After failing at first, online school bill passes Ore. House

After failing at first, online school bill passes Ore. House

SALEM, Ore. (AP) — The Oregon House voted Tuesday to approve a bill expanding online charter schools, changing course from a day earlier when the bill failed in a tied vote.

The House's 33-27 vote came after three Democrats changed their votes. Rep. Brian Clem, who voted no on Monday, said he decided to support the measure after Republicans promised to support follow-up legislation that would create a structure for governing online schools.

Clem said that the 30-30 tie in the House means that lawmakers have to compromise.

"At some point there is no more House Republican and House Democrat, there are representatives, and they do whatever they can to get to a yes for each and every one of their neighbors," Clem said.

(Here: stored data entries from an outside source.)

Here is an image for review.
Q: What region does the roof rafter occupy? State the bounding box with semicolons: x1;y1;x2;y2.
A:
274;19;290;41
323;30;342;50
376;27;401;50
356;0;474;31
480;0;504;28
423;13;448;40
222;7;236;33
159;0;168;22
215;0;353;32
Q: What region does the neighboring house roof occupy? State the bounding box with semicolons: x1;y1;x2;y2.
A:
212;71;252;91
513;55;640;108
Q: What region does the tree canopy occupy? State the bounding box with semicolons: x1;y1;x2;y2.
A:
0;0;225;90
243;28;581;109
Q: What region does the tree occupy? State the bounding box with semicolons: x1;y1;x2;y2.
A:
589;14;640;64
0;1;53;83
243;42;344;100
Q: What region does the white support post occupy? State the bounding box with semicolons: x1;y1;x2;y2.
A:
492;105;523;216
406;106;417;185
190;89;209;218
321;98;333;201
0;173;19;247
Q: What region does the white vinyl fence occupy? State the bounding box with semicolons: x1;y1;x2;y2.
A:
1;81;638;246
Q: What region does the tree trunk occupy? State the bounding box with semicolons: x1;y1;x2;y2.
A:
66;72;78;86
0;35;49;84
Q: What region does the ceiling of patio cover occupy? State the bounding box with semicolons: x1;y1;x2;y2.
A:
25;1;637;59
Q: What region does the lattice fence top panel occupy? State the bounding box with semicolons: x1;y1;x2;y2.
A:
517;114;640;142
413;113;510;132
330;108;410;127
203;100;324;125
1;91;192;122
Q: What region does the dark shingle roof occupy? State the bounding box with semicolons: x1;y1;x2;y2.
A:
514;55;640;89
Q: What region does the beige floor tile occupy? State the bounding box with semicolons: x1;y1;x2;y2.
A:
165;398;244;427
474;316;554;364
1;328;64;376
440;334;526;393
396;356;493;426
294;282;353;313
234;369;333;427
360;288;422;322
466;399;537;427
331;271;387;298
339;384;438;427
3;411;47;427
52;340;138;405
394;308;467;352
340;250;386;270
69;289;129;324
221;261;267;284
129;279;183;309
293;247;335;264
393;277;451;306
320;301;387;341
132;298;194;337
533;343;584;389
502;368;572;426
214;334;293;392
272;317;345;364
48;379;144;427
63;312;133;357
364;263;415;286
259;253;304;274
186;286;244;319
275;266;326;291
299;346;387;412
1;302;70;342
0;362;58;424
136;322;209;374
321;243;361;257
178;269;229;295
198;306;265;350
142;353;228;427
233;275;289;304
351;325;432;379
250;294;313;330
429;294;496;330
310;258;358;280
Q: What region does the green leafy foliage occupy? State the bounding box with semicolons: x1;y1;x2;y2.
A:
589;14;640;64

The bill is among the most controversial of 14 education bills under consideration Tuesday.

The House also voted Tuesday to take the state schools chief off the ballot. The bill would designate the governor as the superintendent of public instruction. The position is currently a separately elected position held by Democrat Susan Castillo.

Gov. John Kitzhaber has said he supports the measure, which would take effect when Castillo's term expires.

Supporters say the bill would make the position less political and help the state select the most qualified leader to run the Department of Education. Opponents say voters deserve to have a say on such an important position.

The House also voted to provide more support for career and technical education.